Group of the Seven - G7

The group of the seven leading industrialised countries (G7) is a forum of major relevance for raising the profile of Global Health. The Group includes the following: Canada, France, Germany, Italy, Japan, the United Kingdom and the USA. The European Union (EU) has an observer status.

Originally, the G7 exclusively addressed the development of the global economy (this is why their meetings are known as “world economic summits”). This agenda has broadened over the years. In the meantime, it covers the whole spectrum of global issues, including foreign and security policy, trade, climate, health and sustainable development.

Given that healthy populations are a strong engine of socio-economic stability and growth, Germany made “health” a priority of its 2015 Presidency.

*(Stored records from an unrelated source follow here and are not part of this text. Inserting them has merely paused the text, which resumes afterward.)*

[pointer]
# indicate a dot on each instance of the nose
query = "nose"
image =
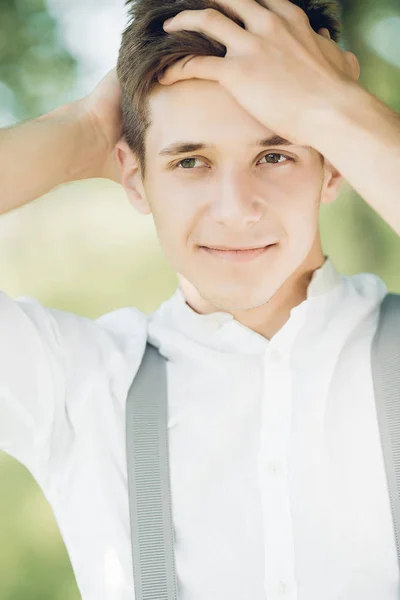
(236, 204)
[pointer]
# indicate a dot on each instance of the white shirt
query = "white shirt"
(277, 473)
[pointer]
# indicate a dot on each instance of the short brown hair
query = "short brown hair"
(146, 50)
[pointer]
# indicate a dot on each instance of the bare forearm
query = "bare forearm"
(37, 156)
(361, 138)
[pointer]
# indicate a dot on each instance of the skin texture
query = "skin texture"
(234, 195)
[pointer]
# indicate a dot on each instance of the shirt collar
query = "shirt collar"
(220, 331)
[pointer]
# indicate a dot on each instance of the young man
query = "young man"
(277, 473)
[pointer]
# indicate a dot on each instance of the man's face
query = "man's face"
(234, 195)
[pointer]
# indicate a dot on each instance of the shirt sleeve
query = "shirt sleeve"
(48, 358)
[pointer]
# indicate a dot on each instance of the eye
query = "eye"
(274, 154)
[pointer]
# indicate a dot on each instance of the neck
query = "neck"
(269, 318)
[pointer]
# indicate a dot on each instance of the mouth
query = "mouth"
(238, 255)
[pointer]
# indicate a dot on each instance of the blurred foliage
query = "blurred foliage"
(83, 249)
(33, 63)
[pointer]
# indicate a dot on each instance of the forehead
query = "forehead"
(197, 109)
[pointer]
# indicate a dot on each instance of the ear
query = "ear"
(131, 177)
(332, 183)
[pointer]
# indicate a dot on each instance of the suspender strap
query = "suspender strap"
(386, 376)
(152, 532)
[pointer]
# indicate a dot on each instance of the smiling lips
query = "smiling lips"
(238, 255)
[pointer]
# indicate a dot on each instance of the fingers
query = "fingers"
(196, 67)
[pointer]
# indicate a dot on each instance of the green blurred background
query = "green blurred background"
(82, 248)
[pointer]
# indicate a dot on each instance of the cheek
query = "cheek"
(174, 221)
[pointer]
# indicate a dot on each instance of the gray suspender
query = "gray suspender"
(152, 531)
(385, 360)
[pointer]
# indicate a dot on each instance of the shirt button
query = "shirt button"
(274, 467)
(281, 588)
(275, 355)
(213, 324)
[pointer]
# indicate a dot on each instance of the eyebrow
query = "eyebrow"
(184, 147)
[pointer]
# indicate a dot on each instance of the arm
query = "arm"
(75, 141)
(360, 136)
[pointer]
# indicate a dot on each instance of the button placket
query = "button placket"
(274, 449)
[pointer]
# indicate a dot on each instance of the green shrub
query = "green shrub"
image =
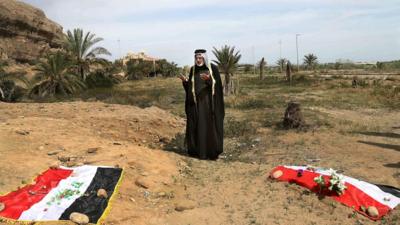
(102, 79)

The Federal Government leveraged the G7 Presidency to - jointly with its partners - draw vital lessons from the Ebola crisis in an effort to ensure a faster response to similar global crises going forward. Given that strong national health systems offer the best protection from cross-border health crises, the G7 agreed at their 2015 summit in Schloss Elmau to assist at least 60 countries, over the next five years, in implementing the International Health Regulations (IHR). The G7 have already offered their assistance to 76 countries. More countries are likely to be added to the list.

The G7 supported the ongoing process to reform and strengthen WHO’s capacities to prepare for and respond to complex health crises. Moreover, the G7 reaffirmed the central role of WHO in international health security.

Another priority of Germany’s G7 Presidency was antimicrobial resistance (AMR). AMR is in ascendance globally and poses a worldwide risk. Therefore, Germany lobbied the G7 partners to intensify their fight against antimicrobial resistance. The G7 has reaffirmed its commitment to the One Health approach that encompasses all areas of human and animal health as well as agriculture and the environment. The Group supports WHO’s action plan on antimicrobial resistance.